Define the purpose of Pig and Hive and your understanding of the process and what it is used for in a Big Data environment.

Import a table into the Hadoop ecosystem through the use of Pig and Hive. Define the purpose of Pig and Hive and your understanding of the process and what it is used for in a Big Data environment. Be sure to include all supporting screenshots as necessary.

Step 1 – Reading

Read Chapter 5: MapReduce Details for Multimachine Clusters (in “Pro Hadoop”; books 24×7).

Step 2 – Task 3 – Processing data using Pig and Hive

Hive

**Please ensure that all services are running properly as needed in the Cloudera Manager before starting this task**

Open a terminal window and type the following:

$ nano employees (This will open a text editor with the filename of employees)

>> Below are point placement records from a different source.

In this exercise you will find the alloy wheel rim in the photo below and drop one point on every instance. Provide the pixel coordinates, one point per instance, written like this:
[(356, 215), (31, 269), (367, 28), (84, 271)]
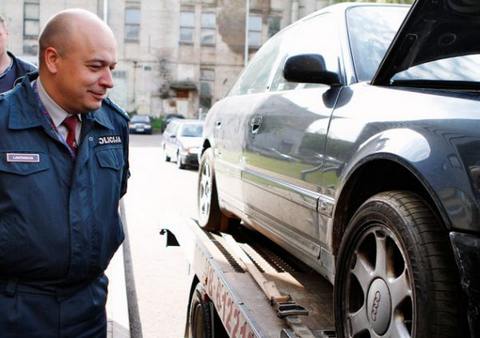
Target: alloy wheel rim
[(379, 291), (205, 191)]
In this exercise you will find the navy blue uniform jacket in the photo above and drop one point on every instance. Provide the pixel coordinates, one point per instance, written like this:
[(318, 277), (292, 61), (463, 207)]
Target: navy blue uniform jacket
[(59, 221)]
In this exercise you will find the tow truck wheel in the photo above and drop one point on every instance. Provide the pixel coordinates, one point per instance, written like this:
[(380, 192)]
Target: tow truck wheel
[(200, 315), (209, 214), (395, 274), (203, 322)]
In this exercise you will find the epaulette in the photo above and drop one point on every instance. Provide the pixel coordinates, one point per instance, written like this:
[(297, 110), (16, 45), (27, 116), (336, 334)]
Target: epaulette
[(116, 108)]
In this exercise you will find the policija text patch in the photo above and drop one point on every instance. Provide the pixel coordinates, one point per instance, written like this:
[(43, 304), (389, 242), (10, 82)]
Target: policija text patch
[(114, 139)]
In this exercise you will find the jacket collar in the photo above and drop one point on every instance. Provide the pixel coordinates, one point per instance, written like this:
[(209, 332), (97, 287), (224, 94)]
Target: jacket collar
[(24, 111), (101, 117)]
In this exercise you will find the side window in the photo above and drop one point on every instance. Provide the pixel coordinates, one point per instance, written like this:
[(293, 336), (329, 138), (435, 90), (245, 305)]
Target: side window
[(255, 77), (317, 35)]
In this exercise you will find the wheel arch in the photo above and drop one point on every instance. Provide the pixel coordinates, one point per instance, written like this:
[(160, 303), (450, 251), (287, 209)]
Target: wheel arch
[(368, 178)]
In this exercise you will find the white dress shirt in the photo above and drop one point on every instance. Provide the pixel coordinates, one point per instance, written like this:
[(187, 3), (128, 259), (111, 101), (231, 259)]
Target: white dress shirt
[(57, 113)]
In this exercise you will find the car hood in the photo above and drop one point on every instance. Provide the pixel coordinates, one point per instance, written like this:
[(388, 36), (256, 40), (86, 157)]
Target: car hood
[(189, 142), (432, 30)]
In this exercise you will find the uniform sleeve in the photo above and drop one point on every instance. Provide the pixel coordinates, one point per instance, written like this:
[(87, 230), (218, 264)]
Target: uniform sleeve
[(126, 167)]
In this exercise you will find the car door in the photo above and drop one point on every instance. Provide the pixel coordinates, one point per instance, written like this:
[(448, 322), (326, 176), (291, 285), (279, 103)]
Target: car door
[(170, 138), (285, 141), (228, 119)]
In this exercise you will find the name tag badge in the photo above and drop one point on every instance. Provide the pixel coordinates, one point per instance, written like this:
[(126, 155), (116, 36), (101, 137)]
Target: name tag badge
[(23, 158)]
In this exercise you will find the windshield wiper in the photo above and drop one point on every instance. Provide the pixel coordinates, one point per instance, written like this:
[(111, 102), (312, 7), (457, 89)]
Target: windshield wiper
[(437, 84)]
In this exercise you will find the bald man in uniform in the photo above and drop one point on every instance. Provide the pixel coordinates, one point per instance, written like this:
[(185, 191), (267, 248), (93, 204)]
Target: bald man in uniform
[(63, 170)]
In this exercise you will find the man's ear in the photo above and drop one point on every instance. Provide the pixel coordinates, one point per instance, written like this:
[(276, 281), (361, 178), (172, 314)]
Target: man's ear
[(51, 59)]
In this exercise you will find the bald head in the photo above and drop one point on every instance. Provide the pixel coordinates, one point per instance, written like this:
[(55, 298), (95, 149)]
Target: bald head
[(78, 53), (67, 28)]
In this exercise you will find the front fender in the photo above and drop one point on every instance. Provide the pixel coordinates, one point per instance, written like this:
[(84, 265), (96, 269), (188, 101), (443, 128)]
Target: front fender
[(434, 160)]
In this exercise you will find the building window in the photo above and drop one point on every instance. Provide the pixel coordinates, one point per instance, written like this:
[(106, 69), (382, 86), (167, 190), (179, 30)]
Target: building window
[(207, 80), (208, 32), (132, 24), (254, 31), (31, 22), (187, 26)]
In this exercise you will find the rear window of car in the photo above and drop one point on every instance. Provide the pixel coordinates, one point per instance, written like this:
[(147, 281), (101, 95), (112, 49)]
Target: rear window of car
[(191, 130), (370, 31)]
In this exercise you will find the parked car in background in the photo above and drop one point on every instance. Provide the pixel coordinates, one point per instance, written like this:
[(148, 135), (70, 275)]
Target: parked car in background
[(170, 117), (182, 141), (357, 149), (140, 124)]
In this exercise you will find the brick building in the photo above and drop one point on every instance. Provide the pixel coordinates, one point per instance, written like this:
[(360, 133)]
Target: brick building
[(174, 55)]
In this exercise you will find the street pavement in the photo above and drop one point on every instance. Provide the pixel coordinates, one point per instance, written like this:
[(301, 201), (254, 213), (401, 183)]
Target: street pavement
[(159, 195)]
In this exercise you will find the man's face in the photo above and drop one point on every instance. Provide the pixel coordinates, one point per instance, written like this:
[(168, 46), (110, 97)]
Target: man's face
[(3, 39), (84, 71)]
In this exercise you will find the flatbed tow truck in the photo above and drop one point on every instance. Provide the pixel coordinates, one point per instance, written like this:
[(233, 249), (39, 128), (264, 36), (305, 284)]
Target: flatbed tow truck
[(244, 285)]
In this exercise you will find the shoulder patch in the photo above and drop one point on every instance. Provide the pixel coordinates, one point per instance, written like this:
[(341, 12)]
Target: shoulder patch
[(116, 108)]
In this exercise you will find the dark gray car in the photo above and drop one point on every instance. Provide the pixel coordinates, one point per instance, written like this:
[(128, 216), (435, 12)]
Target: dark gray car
[(357, 149)]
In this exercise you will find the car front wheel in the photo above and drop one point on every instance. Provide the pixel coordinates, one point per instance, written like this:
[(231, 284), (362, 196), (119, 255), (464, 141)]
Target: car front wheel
[(209, 213), (395, 274)]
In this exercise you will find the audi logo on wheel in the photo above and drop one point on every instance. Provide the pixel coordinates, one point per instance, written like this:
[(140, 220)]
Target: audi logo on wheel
[(375, 305)]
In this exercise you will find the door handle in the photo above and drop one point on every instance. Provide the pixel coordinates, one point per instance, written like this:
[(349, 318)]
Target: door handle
[(255, 123)]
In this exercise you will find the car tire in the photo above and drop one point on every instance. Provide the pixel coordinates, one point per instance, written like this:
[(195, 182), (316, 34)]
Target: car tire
[(165, 155), (396, 274), (210, 216), (180, 164)]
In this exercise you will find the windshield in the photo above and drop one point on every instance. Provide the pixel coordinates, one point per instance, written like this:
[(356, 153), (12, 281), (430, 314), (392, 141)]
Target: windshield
[(459, 68), (192, 130), (144, 119), (370, 31)]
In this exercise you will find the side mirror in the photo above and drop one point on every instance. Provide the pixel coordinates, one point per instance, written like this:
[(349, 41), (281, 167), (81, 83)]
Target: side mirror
[(309, 68)]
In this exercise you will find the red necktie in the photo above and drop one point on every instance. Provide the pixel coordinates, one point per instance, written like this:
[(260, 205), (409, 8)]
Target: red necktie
[(71, 124)]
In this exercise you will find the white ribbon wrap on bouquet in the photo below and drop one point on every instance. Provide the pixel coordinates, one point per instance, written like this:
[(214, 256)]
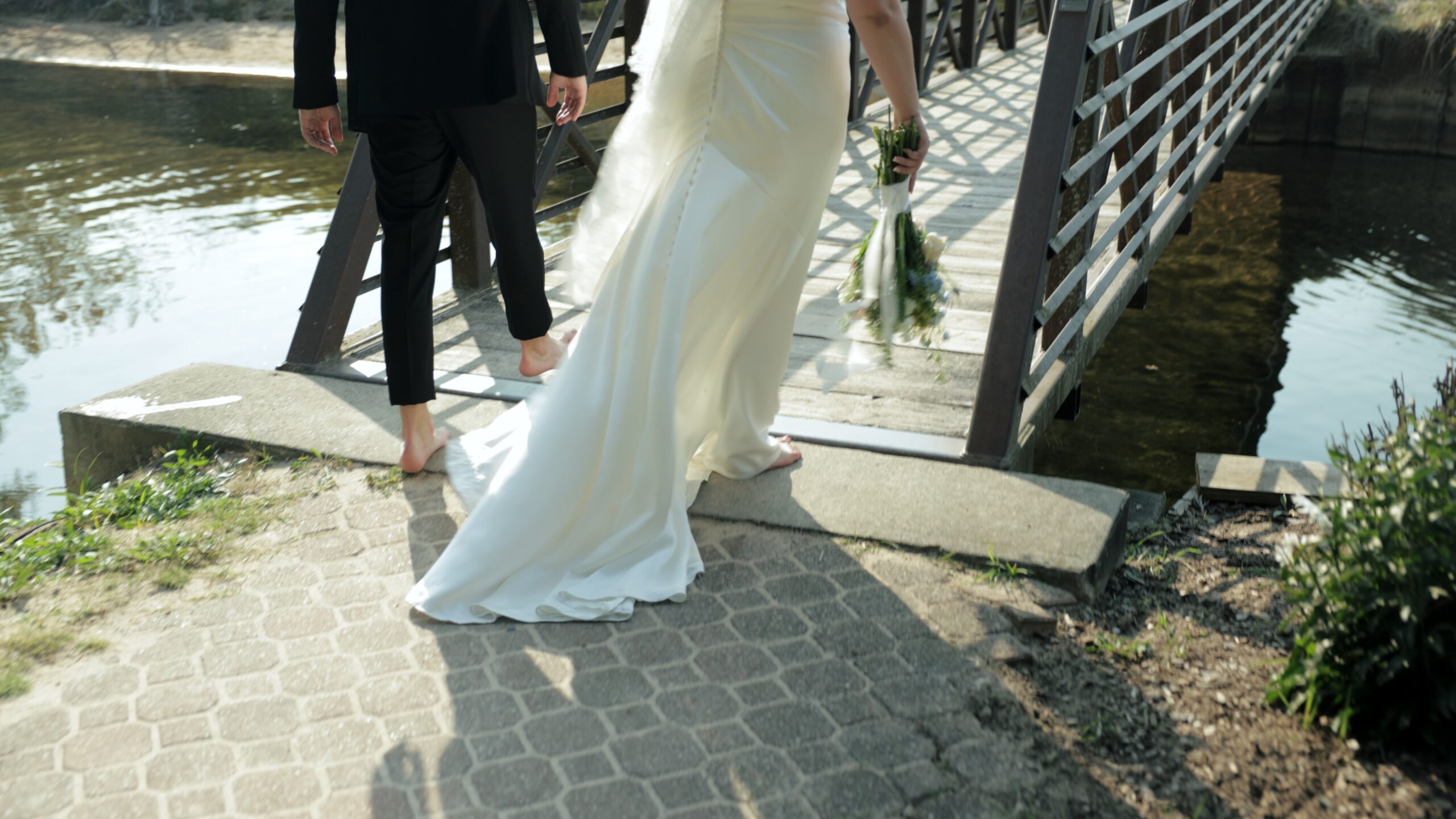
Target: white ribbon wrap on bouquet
[(878, 271), (846, 358)]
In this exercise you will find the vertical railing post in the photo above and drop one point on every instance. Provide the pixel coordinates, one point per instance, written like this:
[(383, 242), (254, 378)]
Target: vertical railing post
[(1011, 338), (970, 34), (341, 266), (469, 234), (1011, 22), (916, 16)]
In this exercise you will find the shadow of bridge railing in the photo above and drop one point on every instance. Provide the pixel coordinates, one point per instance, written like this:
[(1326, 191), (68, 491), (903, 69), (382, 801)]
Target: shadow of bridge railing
[(800, 678)]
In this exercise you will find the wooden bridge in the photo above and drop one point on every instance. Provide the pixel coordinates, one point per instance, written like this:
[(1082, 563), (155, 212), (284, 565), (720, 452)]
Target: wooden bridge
[(1070, 146)]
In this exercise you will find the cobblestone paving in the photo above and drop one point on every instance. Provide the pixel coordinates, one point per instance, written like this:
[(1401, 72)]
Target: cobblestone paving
[(800, 680)]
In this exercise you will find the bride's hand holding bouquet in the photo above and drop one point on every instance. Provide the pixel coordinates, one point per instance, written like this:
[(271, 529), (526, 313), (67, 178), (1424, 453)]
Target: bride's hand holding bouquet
[(895, 280)]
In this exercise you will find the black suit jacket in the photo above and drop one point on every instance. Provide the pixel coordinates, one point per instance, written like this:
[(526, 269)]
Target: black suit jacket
[(407, 56)]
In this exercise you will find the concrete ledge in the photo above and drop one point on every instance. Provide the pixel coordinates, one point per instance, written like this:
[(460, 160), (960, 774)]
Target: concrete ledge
[(1069, 534), (287, 413), (1066, 532)]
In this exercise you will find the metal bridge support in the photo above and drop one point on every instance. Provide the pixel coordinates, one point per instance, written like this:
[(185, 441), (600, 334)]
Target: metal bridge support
[(1177, 73)]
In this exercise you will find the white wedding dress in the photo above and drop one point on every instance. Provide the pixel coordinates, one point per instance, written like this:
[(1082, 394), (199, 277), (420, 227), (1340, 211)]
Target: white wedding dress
[(695, 244)]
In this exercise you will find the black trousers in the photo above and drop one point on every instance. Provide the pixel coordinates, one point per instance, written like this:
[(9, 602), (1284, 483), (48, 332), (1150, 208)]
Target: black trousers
[(414, 156)]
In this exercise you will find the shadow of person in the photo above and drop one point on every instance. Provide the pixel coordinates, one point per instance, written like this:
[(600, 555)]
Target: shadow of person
[(800, 678)]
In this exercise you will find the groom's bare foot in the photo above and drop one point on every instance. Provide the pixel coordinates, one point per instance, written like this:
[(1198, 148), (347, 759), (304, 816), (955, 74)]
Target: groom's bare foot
[(421, 437), (788, 454), (544, 354)]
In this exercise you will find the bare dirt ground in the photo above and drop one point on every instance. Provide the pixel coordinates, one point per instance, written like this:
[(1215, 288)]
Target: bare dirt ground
[(1158, 688)]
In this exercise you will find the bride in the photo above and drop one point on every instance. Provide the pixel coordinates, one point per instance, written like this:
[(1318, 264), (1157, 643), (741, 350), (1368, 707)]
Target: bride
[(695, 245)]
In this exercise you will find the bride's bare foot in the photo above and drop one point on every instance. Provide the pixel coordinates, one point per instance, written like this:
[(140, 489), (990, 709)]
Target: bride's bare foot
[(544, 354), (421, 437), (788, 454)]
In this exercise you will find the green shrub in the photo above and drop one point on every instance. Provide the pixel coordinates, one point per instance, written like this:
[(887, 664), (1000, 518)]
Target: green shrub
[(1372, 608), (76, 540)]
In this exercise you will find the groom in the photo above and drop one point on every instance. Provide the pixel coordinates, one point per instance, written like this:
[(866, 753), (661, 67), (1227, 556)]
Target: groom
[(432, 84)]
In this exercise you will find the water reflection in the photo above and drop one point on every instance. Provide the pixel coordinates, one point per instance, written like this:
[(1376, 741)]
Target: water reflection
[(1311, 279), (149, 221), (144, 221)]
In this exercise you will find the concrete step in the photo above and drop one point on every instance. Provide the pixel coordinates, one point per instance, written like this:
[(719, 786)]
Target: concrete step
[(1066, 532)]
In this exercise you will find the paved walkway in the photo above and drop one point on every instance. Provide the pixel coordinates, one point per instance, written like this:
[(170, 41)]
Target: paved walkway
[(801, 678)]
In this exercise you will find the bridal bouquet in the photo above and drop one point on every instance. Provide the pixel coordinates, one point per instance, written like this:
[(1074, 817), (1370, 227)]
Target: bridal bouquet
[(893, 282)]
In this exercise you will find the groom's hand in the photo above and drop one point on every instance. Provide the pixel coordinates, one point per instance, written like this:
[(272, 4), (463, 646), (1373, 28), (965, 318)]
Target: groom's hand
[(573, 95), (322, 129)]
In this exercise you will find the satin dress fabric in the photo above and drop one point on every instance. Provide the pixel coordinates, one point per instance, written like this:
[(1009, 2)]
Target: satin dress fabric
[(696, 247)]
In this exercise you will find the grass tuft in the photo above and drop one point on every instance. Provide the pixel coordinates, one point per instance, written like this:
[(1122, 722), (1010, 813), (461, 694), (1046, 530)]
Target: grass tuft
[(12, 678)]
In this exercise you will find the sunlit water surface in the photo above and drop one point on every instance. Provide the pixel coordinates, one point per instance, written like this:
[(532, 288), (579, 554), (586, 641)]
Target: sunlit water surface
[(152, 221), (149, 221), (1311, 280)]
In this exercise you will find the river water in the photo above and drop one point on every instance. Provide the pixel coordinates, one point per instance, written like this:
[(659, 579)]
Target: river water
[(150, 221)]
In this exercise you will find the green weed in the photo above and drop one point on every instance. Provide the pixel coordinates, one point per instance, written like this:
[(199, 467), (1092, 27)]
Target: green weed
[(998, 570)]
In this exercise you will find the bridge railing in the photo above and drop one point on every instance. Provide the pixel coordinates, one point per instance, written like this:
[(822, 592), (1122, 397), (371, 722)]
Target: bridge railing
[(945, 32), (1132, 121)]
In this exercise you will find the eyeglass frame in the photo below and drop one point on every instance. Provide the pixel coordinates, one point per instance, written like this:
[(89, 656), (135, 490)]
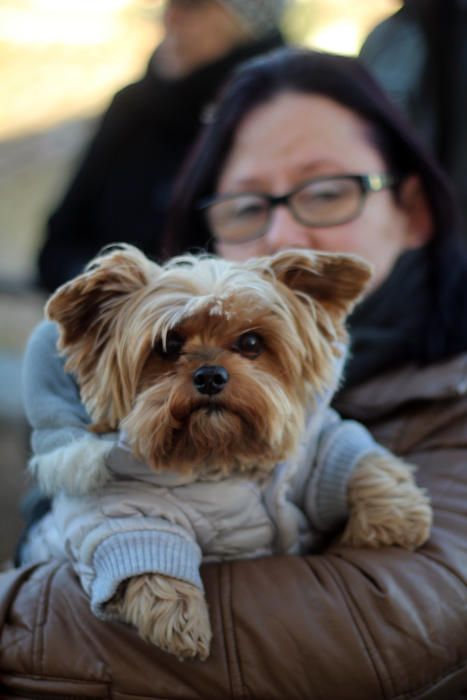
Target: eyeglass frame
[(371, 182)]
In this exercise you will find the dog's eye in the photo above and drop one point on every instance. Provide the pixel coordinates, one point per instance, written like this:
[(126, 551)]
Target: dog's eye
[(249, 345), (173, 346)]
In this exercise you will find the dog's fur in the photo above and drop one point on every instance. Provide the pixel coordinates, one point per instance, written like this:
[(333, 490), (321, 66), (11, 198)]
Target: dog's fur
[(135, 333)]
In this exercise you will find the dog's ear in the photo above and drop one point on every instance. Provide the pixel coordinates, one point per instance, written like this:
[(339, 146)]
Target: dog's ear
[(89, 302), (335, 280), (88, 310)]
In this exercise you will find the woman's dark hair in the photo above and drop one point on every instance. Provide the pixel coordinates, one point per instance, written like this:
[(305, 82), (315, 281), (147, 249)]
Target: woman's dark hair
[(346, 81)]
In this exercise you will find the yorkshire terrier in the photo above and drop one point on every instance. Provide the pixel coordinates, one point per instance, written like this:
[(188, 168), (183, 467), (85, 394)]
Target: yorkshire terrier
[(210, 370)]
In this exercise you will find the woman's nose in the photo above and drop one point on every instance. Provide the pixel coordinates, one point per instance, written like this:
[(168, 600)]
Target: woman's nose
[(286, 232)]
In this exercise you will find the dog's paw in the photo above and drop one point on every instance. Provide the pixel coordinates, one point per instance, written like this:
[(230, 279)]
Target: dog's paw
[(386, 505), (170, 613), (78, 468)]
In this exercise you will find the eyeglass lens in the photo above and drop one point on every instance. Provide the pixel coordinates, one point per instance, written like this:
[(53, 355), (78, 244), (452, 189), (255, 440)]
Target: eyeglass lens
[(317, 203)]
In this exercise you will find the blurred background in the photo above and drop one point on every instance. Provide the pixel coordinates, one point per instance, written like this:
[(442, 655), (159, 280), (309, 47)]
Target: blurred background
[(61, 61)]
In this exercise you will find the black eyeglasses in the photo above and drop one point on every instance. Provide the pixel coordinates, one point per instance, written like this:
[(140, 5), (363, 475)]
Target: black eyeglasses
[(321, 202)]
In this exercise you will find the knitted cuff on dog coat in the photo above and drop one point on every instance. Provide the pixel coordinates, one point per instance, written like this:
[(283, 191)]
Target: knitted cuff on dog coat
[(128, 554)]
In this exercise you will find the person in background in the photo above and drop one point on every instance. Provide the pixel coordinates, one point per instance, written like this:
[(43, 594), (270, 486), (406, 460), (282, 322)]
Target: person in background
[(304, 150), (419, 55), (122, 187)]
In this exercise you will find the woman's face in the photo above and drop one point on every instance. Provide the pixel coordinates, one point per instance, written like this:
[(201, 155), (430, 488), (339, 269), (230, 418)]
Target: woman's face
[(296, 137)]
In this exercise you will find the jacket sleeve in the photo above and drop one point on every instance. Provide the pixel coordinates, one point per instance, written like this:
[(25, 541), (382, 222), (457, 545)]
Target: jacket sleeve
[(346, 624), (66, 455)]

Enter the following table structure:

Mary, 7038121129, VA, 42000

Tim, 3145558989, TX, 86000

Bob, 3429091122, MN, 75500

Manisha, 7096664242, WV, 94200

Aditya, 2021119765, CA, 39000

Xinwuei, 4129098787, OH, 57600

Press CTRL+X and follow the prompts to save changes. Then enter the following commands:

$ hadoop fs –put employees

$ hive

Please enter the following commands in Hive:

Ø CREATE database databasename; (Where databasename can be ANY name)

Ø SHOW databases;

Ø CREATE table tablename (colname1 datatype, colname2 datatype, colname3, datatype, . . .) row format delimited fields terminated by ‘,’ ; (Where tablename can be ANY name, the datatype must be appropriate to the column data, and column name must reflect column contents)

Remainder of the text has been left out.